Even Harry Wayne Casey can have a case of the Mondays.
The musician says he seems to have a lot of them lately.
“Things are supposed to run smoothly, and I should know better,” he says in a recent interview. “At the end of the day, I remember that I love what I do for a living and nothing should be able to hamper that.”
Casey is the mastermind behind KC and the Sunshine Band. The band, founded in 1973, is known for its hits “That’s the Way (I Like It),” “(Shake, Shake, Shake) Shake Your Booty,” “I’m Your Boogie Man,” “Keep It Comin’ Love,” “Get Down Tonight,” “Boogie Shoes,” “Please Don’t Go” and “Give It Up.”
The band will perform at 8 p.m. Friday, Aug. 30, at Isleta Resort and Casino.
Casey keeps a very hectic schedule on the road.
Although he’s performing more shows now than earlier in his career, there’s not as much pressure.
“I’m not having to meet any album deadlines,” he says. “Back when we started, I was writing and producing the band, in addition to touring. That was a rough schedule. I don’t have to worry about that now. It makes it easier to tour, and I have time to enjoy myself.”
Although there’s no deadline, Casey has been writing songs again since 2012.
He has about 50 songs in the can and plans to release at least three albums.
“I have been releasing some dance tracks online,” he says. “We just did one with Nile Rodgers and Tony Moran. I’ve released eight songs that are part of a project, but not part of the 50 songs.”
Casey has also done a few things different from his previous songs.

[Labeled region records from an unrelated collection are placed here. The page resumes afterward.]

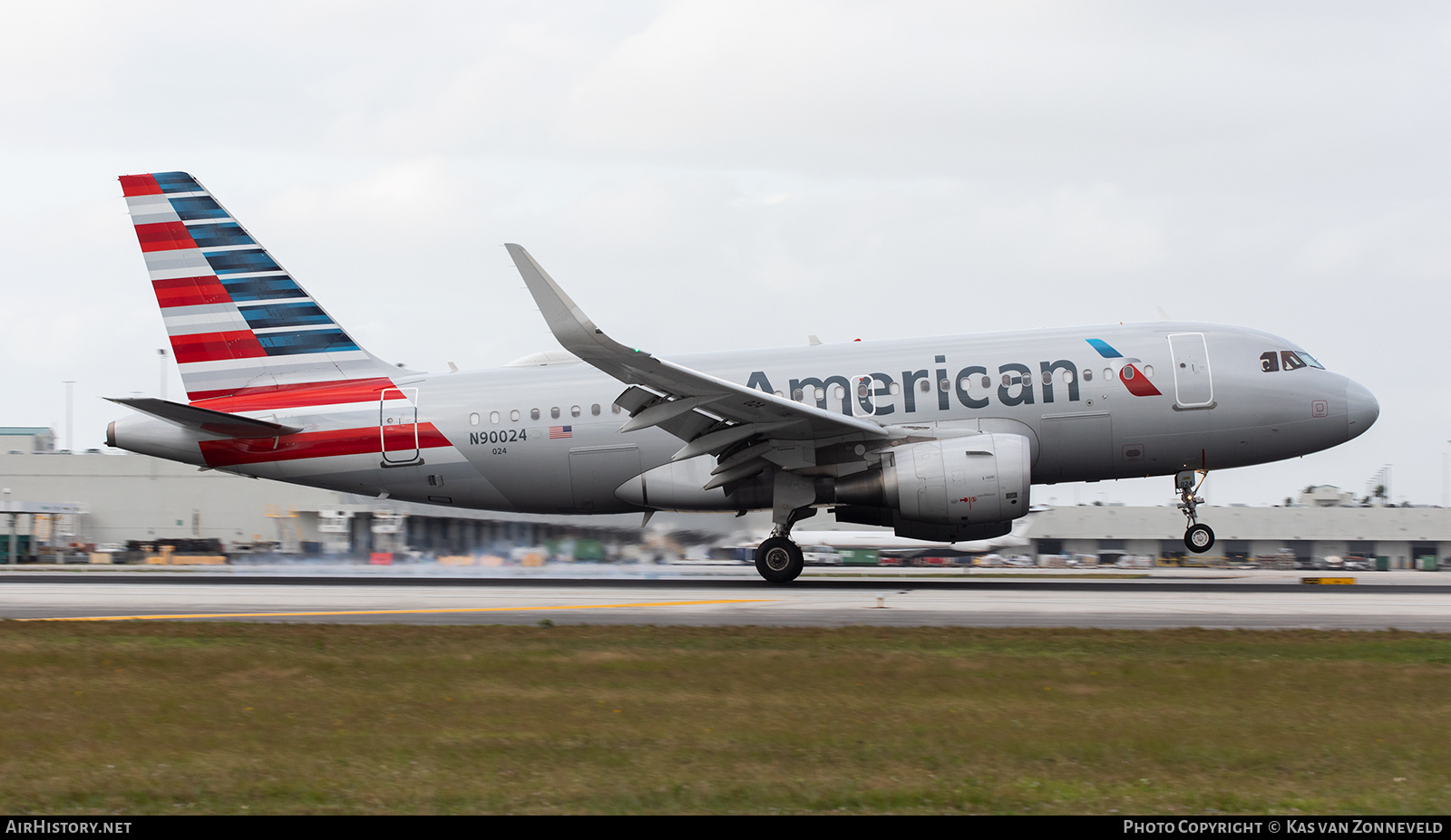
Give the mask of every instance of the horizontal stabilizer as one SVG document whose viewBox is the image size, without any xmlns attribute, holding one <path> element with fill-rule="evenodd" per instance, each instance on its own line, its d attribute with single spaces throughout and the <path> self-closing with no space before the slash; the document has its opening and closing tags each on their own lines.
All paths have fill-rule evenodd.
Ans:
<svg viewBox="0 0 1451 840">
<path fill-rule="evenodd" d="M 178 425 L 181 428 L 196 429 L 199 432 L 223 438 L 276 438 L 302 431 L 302 427 L 284 427 L 281 424 L 252 419 L 250 416 L 226 413 L 225 411 L 196 408 L 149 396 L 106 399 L 118 405 L 133 408 L 141 413 L 164 419 L 168 424 Z"/>
</svg>

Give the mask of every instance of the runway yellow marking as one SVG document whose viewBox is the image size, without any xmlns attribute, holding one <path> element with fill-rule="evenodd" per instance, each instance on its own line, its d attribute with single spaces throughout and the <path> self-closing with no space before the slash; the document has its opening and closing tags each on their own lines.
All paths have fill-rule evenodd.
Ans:
<svg viewBox="0 0 1451 840">
<path fill-rule="evenodd" d="M 78 615 L 58 618 L 20 618 L 17 621 L 168 621 L 177 618 L 306 618 L 322 615 L 421 615 L 437 612 L 528 612 L 540 609 L 628 609 L 631 606 L 704 606 L 711 604 L 766 604 L 775 598 L 736 598 L 720 601 L 646 601 L 640 604 L 554 604 L 550 606 L 457 606 L 445 609 L 334 609 L 319 612 L 192 612 L 173 615 Z"/>
</svg>

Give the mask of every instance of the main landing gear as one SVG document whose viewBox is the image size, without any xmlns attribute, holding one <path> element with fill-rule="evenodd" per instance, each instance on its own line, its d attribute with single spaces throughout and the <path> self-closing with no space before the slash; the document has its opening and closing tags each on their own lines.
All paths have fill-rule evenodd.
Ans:
<svg viewBox="0 0 1451 840">
<path fill-rule="evenodd" d="M 1199 506 L 1204 503 L 1204 499 L 1197 493 L 1207 477 L 1209 470 L 1203 470 L 1197 483 L 1194 482 L 1194 470 L 1184 470 L 1174 476 L 1174 486 L 1180 492 L 1178 509 L 1184 511 L 1184 516 L 1188 519 L 1188 528 L 1184 531 L 1184 547 L 1196 554 L 1203 554 L 1214 547 L 1213 528 L 1200 522 L 1197 514 Z"/>
<path fill-rule="evenodd" d="M 805 567 L 801 545 L 791 540 L 791 527 L 815 515 L 811 479 L 778 470 L 772 489 L 770 537 L 756 548 L 756 572 L 770 583 L 789 583 Z"/>
<path fill-rule="evenodd" d="M 805 557 L 791 537 L 770 537 L 756 548 L 756 572 L 770 583 L 788 583 L 801 575 Z"/>
</svg>

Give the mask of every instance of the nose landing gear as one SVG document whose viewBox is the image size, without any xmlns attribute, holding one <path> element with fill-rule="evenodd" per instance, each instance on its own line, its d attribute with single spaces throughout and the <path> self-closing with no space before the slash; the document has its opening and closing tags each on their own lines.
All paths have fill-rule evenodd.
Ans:
<svg viewBox="0 0 1451 840">
<path fill-rule="evenodd" d="M 1174 486 L 1180 492 L 1178 509 L 1184 511 L 1184 516 L 1188 519 L 1188 528 L 1184 531 L 1184 547 L 1196 554 L 1203 554 L 1214 547 L 1213 528 L 1199 521 L 1199 506 L 1204 503 L 1204 499 L 1197 493 L 1204 485 L 1204 479 L 1209 477 L 1209 470 L 1201 472 L 1203 476 L 1197 483 L 1194 482 L 1194 470 L 1184 470 L 1174 476 Z"/>
</svg>

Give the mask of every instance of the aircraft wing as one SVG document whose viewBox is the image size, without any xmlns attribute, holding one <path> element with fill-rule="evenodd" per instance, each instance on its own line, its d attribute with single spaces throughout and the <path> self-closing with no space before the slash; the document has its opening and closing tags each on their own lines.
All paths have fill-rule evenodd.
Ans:
<svg viewBox="0 0 1451 840">
<path fill-rule="evenodd" d="M 286 427 L 250 416 L 181 405 L 148 396 L 139 398 L 106 398 L 107 400 L 133 408 L 142 413 L 164 419 L 181 428 L 196 429 L 219 438 L 274 438 L 302 431 L 302 427 Z"/>
<path fill-rule="evenodd" d="M 515 244 L 505 248 L 564 350 L 636 386 L 618 400 L 631 415 L 621 431 L 659 425 L 686 441 L 676 460 L 718 453 L 756 434 L 801 441 L 889 435 L 869 419 L 784 399 L 625 347 L 595 326 L 528 251 Z"/>
</svg>

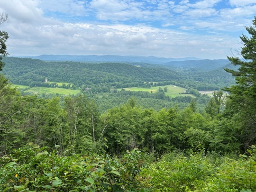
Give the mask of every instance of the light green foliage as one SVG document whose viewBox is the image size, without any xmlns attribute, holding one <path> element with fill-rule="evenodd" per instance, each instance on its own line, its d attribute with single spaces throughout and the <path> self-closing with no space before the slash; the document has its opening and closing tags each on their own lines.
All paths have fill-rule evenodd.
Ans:
<svg viewBox="0 0 256 192">
<path fill-rule="evenodd" d="M 0 22 L 0 25 L 1 24 L 1 23 Z M 3 70 L 3 67 L 4 66 L 4 63 L 2 61 L 3 57 L 8 55 L 6 51 L 7 47 L 6 43 L 8 37 L 8 33 L 4 31 L 0 31 L 0 71 Z"/>
<path fill-rule="evenodd" d="M 145 155 L 138 150 L 122 158 L 93 155 L 60 157 L 31 145 L 0 159 L 0 190 L 139 191 Z M 141 190 L 142 191 L 142 190 Z"/>
</svg>

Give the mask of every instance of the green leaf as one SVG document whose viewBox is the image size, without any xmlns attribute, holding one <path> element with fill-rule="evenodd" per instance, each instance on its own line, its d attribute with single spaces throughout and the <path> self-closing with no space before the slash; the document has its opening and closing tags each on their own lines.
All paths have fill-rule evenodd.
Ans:
<svg viewBox="0 0 256 192">
<path fill-rule="evenodd" d="M 52 182 L 52 186 L 53 187 L 57 186 L 58 185 L 61 184 L 61 182 L 62 182 L 61 180 L 58 180 L 58 181 L 53 181 Z"/>
<path fill-rule="evenodd" d="M 91 178 L 90 177 L 88 177 L 86 179 L 85 179 L 86 181 L 87 181 L 88 182 L 89 182 L 92 185 L 94 184 L 94 180 L 93 180 L 93 178 Z"/>
<path fill-rule="evenodd" d="M 51 189 L 51 186 L 50 185 L 43 185 L 42 187 L 47 188 L 48 189 Z"/>
<path fill-rule="evenodd" d="M 51 172 L 50 172 L 49 173 L 44 173 L 44 174 L 45 174 L 48 177 L 52 177 L 52 173 Z"/>
<path fill-rule="evenodd" d="M 36 156 L 35 156 L 35 158 L 36 160 L 40 158 L 41 156 L 42 156 L 43 154 L 48 154 L 48 152 L 47 151 L 44 151 L 41 153 L 38 153 L 36 154 Z"/>
<path fill-rule="evenodd" d="M 119 172 L 118 172 L 117 171 L 110 171 L 110 172 L 112 172 L 113 173 L 114 173 L 115 175 L 117 175 L 119 176 L 121 176 L 121 175 L 120 175 L 120 173 Z"/>
<path fill-rule="evenodd" d="M 8 163 L 8 164 L 6 164 L 5 165 L 5 166 L 4 166 L 4 168 L 6 168 L 7 167 L 12 166 L 13 166 L 14 164 L 17 164 L 17 163 L 15 163 L 15 162 L 11 162 Z"/>
<path fill-rule="evenodd" d="M 5 192 L 5 191 L 7 191 L 8 189 L 12 189 L 12 187 L 7 187 L 5 189 L 4 189 L 3 192 Z"/>
<path fill-rule="evenodd" d="M 87 188 L 88 187 L 87 187 Z M 77 187 L 76 187 L 76 189 L 83 189 L 83 190 L 86 190 L 87 189 L 87 188 L 85 188 L 84 186 Z"/>
</svg>

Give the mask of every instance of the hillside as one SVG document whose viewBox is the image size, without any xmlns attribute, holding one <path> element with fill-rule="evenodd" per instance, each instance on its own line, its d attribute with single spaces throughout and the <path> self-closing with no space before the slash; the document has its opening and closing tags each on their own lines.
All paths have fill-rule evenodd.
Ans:
<svg viewBox="0 0 256 192">
<path fill-rule="evenodd" d="M 122 56 L 115 55 L 70 56 L 44 54 L 39 56 L 26 56 L 26 57 L 33 59 L 38 59 L 45 61 L 145 62 L 152 64 L 161 64 L 171 61 L 185 61 L 187 60 L 200 59 L 194 57 L 188 57 L 184 58 L 159 58 L 154 56 Z"/>
</svg>

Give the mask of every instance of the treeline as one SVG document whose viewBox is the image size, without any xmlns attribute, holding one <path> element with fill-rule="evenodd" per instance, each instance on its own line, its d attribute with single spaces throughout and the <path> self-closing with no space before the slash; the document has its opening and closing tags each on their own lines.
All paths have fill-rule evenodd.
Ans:
<svg viewBox="0 0 256 192">
<path fill-rule="evenodd" d="M 242 132 L 235 122 L 228 116 L 218 117 L 224 104 L 221 92 L 202 113 L 195 99 L 184 109 L 157 111 L 138 106 L 132 98 L 100 114 L 94 102 L 84 96 L 66 97 L 63 103 L 58 97 L 21 96 L 1 77 L 2 155 L 29 142 L 52 150 L 59 146 L 62 154 L 101 151 L 117 155 L 135 148 L 161 155 L 173 149 L 191 149 L 198 142 L 207 150 L 221 152 L 250 144 L 244 146 L 240 140 Z"/>
<path fill-rule="evenodd" d="M 47 79 L 50 81 L 72 84 L 75 86 L 72 88 L 83 90 L 91 88 L 94 93 L 109 92 L 112 88 L 170 84 L 199 90 L 219 90 L 234 83 L 229 74 L 220 74 L 218 70 L 184 74 L 160 65 L 158 67 L 139 67 L 123 63 L 45 62 L 13 57 L 4 58 L 4 61 L 6 63 L 4 74 L 13 84 L 47 86 L 49 85 L 44 83 Z"/>
</svg>

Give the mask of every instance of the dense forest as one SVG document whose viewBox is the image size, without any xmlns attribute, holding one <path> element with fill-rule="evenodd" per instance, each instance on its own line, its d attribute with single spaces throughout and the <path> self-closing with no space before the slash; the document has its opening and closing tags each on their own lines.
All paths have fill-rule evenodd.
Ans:
<svg viewBox="0 0 256 192">
<path fill-rule="evenodd" d="M 239 67 L 225 68 L 235 78 L 233 85 L 232 78 L 211 80 L 220 69 L 191 73 L 184 69 L 182 76 L 166 68 L 122 63 L 4 57 L 8 35 L 0 31 L 0 69 L 5 72 L 0 75 L 0 190 L 256 191 L 256 17 L 253 24 L 246 28 L 250 36 L 240 37 L 244 59 L 228 57 Z M 43 86 L 47 78 L 74 84 L 68 88 L 82 92 L 48 98 L 23 95 L 7 78 L 29 86 Z M 160 88 L 154 94 L 111 93 L 154 83 L 184 84 L 195 96 L 168 100 Z M 201 95 L 196 87 L 199 86 L 217 90 L 212 97 Z M 106 96 L 100 94 L 105 87 Z M 180 103 L 187 104 L 156 110 L 140 103 L 141 98 L 151 99 L 158 94 L 162 98 L 156 100 L 184 99 Z M 118 103 L 124 96 L 125 102 L 99 110 L 96 100 L 113 97 L 109 103 Z"/>
</svg>

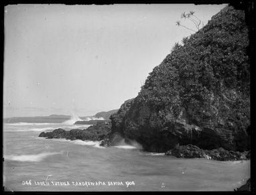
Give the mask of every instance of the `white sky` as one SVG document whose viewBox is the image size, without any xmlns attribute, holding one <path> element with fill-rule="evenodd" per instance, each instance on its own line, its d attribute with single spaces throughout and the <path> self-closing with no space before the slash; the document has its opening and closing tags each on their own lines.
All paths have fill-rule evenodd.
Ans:
<svg viewBox="0 0 256 195">
<path fill-rule="evenodd" d="M 16 5 L 5 8 L 4 117 L 118 109 L 192 32 L 225 5 Z M 193 28 L 193 26 L 191 26 Z"/>
</svg>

“I’ve actually written the songs,” he says. “In the past, people would send me tracks and I would do the lyrics. It’s been different, because I go into the studio and put down what I’m feeling at the time. I’m able to create this lyrical universe around the tracks.”
Casey is aware of the impact his music has had on popular culture.
“I knew that many of the songs would be hits,” he says. “It was just a feeling. On that note, I wasn’t sure that ‘Shake Your Booty’ would do anything. It was too simple. But when we unveiled it in Dallas decades ago, the crowd went crazy and it took off. Then again, I’ve been all-in on a song and nothing happened. You really can’t predict the magic.”